Just as you might cross-check replays from different camera angles to make a sports call, in investigations or intelligence work you triangulate sources (documentation, interviews, open-source data, dark web). That redundancy helps you spot inconsistencies, hidden threats, or “nets” that obscure the truth.
Perspective exposes assumptions.
From afar, things might look fine. Up close, you see cracks. In partially-obscured views, you might misinterpret a false positive or negative. Due diligence helps you challenge what you take for granted — the assumptions baked into documents, claims, or narratives.

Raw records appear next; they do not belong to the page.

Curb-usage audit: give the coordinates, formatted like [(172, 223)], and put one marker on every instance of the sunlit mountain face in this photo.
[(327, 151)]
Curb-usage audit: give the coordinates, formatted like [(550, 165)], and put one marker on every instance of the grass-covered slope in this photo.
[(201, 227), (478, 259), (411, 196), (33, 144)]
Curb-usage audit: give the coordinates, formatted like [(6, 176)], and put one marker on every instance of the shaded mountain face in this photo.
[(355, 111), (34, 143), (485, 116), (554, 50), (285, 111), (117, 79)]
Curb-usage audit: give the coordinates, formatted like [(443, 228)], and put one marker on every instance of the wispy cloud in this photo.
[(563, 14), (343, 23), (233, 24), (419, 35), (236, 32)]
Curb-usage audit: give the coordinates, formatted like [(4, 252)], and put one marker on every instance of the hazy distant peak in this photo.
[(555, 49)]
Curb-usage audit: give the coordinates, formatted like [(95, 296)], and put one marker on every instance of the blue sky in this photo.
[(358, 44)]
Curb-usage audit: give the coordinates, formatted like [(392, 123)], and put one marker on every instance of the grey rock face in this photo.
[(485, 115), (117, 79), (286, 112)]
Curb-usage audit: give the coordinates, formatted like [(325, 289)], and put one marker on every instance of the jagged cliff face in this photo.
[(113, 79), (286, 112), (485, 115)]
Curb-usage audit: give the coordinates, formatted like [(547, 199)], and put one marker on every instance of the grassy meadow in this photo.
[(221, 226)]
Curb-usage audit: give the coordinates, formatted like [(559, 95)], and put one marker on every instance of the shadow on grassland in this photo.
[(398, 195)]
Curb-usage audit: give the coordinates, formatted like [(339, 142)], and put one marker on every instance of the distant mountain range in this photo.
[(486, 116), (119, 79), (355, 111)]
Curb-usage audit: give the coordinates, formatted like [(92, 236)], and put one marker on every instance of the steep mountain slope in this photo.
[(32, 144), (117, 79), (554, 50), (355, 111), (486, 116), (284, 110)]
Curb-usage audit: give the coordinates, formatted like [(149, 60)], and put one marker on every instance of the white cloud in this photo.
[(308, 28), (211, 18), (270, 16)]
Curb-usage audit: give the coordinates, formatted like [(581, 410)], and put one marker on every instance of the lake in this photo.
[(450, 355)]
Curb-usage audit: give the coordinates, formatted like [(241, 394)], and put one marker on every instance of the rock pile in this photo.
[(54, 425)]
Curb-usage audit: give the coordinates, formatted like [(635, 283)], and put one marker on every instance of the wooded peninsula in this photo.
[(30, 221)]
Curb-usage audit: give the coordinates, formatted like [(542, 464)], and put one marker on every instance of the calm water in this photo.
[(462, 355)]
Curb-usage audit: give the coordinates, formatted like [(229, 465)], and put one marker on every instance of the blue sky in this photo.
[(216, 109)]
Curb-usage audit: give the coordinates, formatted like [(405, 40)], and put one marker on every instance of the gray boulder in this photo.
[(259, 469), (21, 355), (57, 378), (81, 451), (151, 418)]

Weak perspective leads to failures.
-In M&A, poorly conducted diligence is often a root cause of post-deal write-downs and value destruction. (Dealroom; “The 9 Biggest M&A Failures of All Time)
-In the fintech / startup sector, investors too often back projects driven by hype rather than grounded verification. A recent critique called this the “due diligence deficit”—for example, in the collapse of AI concern Builder, which allegedly inflated revenues 300%. (Financial Times; “The Due Diligence Deficit”)
-Regulatory enforcement is tightening: failure in third-party risk management is now drawing FTC scrutiny. (IAPP; “The FTC and the Future of Third-party Due Diligence”)
Perspective evolves with context. What seems like a safe view in one moment can degrade (obstructions, shifting conditions). Diligence isn’t a one-off—it’s iterative. You constantly re-evaluate as new data arrives.
If decisions matter — in threat work or any domain of risk — you can’t rely on a single vantage point. You need to move seats, remove blinders, peel back the obstructions.
Because the cost of mis-perspective is not an “oops” — it’s a broken decision, compromised outcomes, reputational damage, or worse.